Perth recorded a monthly home price growth of 0.8%, the largest of any state or territory capital, while Melbourne was the only capital to see a decline (-0.2%) in August.
Strong growth for August was also seen in Hobart (0.6%), Adelaide (0.5%), Brisbane (0.4%).
Though prices lifted nationally by just 0.2% – the smallest monthly increase since prices stopped falling in late 2022 – Ms Creagh said a boost in spring listing numbers would likely bring further price increases.
“Home prices are expected to rise in the period ahead as activity ramps up into the spring selling season,” she said. “However, the expected uplift in choice, the uncertainty around timing of interest rate cuts and affordability constraints are likely to reduce the pace of price growth."
Ms Bullock this afternoon blamed strong house price growth on the imbalance between demand and new housing supply.

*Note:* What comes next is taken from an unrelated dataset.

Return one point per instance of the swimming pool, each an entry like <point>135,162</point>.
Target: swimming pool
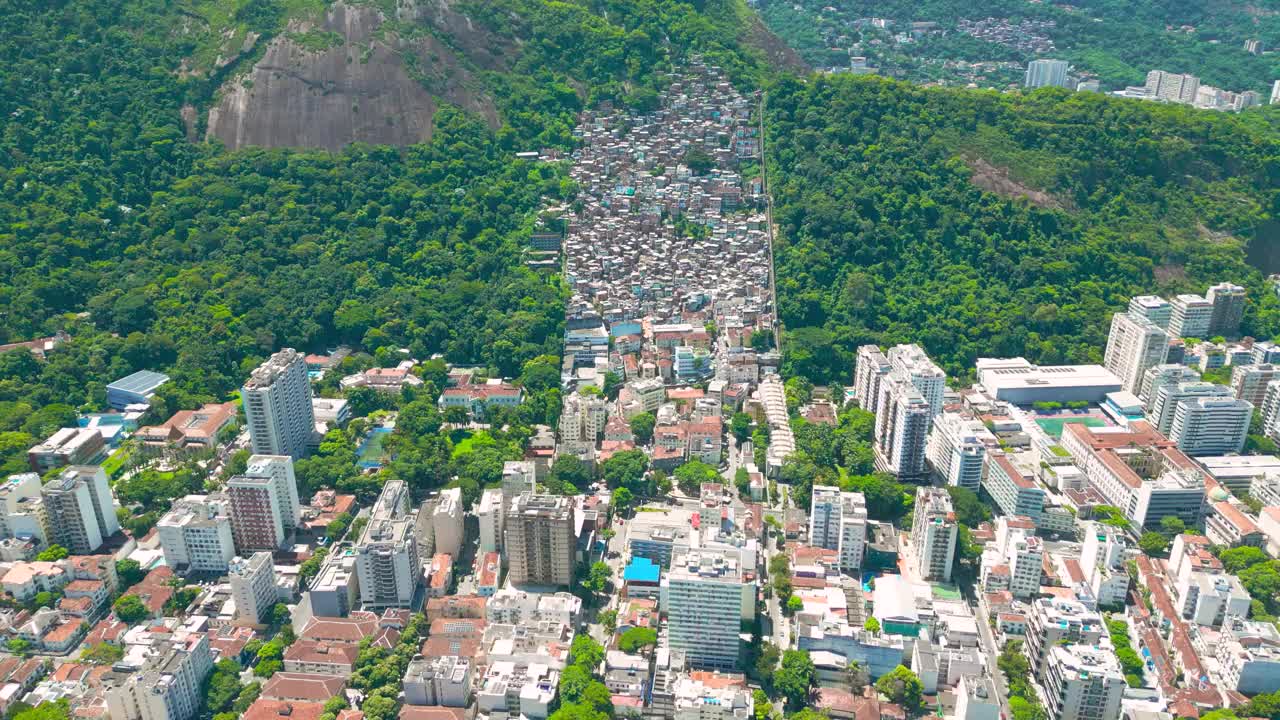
<point>370,454</point>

Opportunities on the horizon
Mr Waldron said both prospective buyers and those already on the ladder can take steps to prepare themselves for calmer waters.
“If you are hoping to buy in spring and don’t yet have a pre-approval, I’d encourage you to meet with a mortgage broker to get pre-approval sorted and ensure you’re in a position to make an offer as soon as you have found a property to purchase.

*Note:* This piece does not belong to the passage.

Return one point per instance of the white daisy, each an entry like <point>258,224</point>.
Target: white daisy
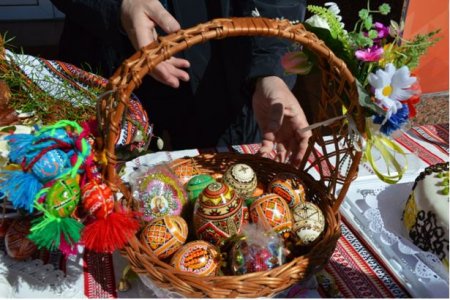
<point>391,86</point>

“For borrowers who have not reviewed their loan so far in 2024, now is a great time to meet with a broker to check your loan still meets your needs.”
Home loan submission data from Mortgage Choice shows borrowers are continuing to opt for variable home loans for now.

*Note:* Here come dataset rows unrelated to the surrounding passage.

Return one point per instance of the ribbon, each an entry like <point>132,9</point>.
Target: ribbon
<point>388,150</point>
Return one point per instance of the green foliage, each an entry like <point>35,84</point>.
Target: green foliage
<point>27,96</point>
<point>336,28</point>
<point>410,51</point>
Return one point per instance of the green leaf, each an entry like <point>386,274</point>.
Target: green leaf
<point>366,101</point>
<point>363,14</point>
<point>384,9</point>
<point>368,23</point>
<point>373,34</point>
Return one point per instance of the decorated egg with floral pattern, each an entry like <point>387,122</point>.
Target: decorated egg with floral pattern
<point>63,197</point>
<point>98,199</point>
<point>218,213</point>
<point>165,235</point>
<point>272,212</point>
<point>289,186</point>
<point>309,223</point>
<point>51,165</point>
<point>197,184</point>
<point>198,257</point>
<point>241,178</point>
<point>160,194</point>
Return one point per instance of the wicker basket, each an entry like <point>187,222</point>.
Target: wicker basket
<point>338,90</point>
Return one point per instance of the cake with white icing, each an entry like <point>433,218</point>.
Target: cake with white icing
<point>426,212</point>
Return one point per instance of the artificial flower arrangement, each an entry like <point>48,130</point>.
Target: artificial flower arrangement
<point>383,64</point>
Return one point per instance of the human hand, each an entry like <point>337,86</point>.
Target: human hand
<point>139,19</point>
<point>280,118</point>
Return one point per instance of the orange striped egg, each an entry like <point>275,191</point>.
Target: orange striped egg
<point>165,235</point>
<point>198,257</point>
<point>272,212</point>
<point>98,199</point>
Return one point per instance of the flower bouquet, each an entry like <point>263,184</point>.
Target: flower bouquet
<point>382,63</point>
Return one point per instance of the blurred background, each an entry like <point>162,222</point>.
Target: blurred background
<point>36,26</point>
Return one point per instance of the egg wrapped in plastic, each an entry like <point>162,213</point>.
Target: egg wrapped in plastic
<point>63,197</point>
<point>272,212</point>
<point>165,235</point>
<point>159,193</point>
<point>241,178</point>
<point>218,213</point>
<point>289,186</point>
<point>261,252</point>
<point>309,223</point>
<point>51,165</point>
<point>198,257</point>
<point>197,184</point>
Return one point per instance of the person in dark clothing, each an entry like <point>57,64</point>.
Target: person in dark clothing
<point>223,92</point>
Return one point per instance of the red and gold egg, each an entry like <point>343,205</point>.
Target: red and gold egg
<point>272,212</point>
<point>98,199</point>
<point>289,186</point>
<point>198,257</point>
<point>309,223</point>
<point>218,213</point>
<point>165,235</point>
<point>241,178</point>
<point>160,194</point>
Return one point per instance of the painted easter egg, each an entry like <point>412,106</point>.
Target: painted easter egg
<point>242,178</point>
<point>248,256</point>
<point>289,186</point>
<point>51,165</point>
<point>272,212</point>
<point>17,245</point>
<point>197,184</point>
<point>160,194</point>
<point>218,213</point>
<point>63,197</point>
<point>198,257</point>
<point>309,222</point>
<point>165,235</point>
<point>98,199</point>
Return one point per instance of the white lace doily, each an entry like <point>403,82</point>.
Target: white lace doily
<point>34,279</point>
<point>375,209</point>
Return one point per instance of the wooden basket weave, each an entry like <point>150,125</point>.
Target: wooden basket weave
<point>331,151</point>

In August, just 3% of loans had a fixed component, a trend Mr Waldron confirmed is continuing so far into this month.
Where to now for inflation?
In its statement on monetary policy released alongside today's decision, the RBA confirmed its forecasts do not see inflation "returning sustainably to target" until 2026.
The central bank also confirmed households were not spending and noted the "ongoing effect of restrictive financial conditions continue to weigh on consumption, particularly discretionary consumption".
"However, growth in aggregate consumer demand, which includes spending by temporary residents such as students and tourists, remained more resilient."
The RBA said its policy is "currently restrictive and working broadly as anticipated" but acknowledged uncertainties.
"The central projection is for household consumption growth to pick up in the second half of the year as the headwinds to income growth recede – but there is a risk that this pickup is slower than expected, resulting in continued subdued output growth and a sharper deterioration in the labour market.
"More broadly, there are uncertainties regarding the lags in the effects of monetary policy and how firms’ pricing decisions and wages will respond to the slower growth in the economy at a time of excess demand, and while conditions in the labour market remain tight."
Inflation figures tomorrow will likely paint a more promising picture that in recent months however, with wide-spread speculation among economists that the Consumer Price Index will drop from its current level of 3.8%.
Treasurer Jim Chalmers is expecting to see positive data on inflationary trends from the Australian Bureau of Statistics tomorrow. Picture: Getty
Deloitte Access Economics partner Stephen Smith said the current economic dynamic "won't last forever".
"Inflation remains on its way down, albeit in an uneven way, with much of the inflationary pressures in the economy occuring on the supply side," he said.
Speaking on Sky News this week, Mr Chalmers optimistically said he expects tomorrow’s figures to be “welcome progress towards lower inflation”.
“Whether it’s in the low threes or in the high twos, what it will show is that inflation in monthly terms is around half what we inherited a couple of years ago when we came to office, so that would be welcome and encouraging progress.
“What we’ve seen over a period of time now is inflation has come off quite substantially.”
Breaking under 3% this week will further fuel the likelihood of a November rate cut, providing some much-needed relief to Aussie homeowners in time for Christmas.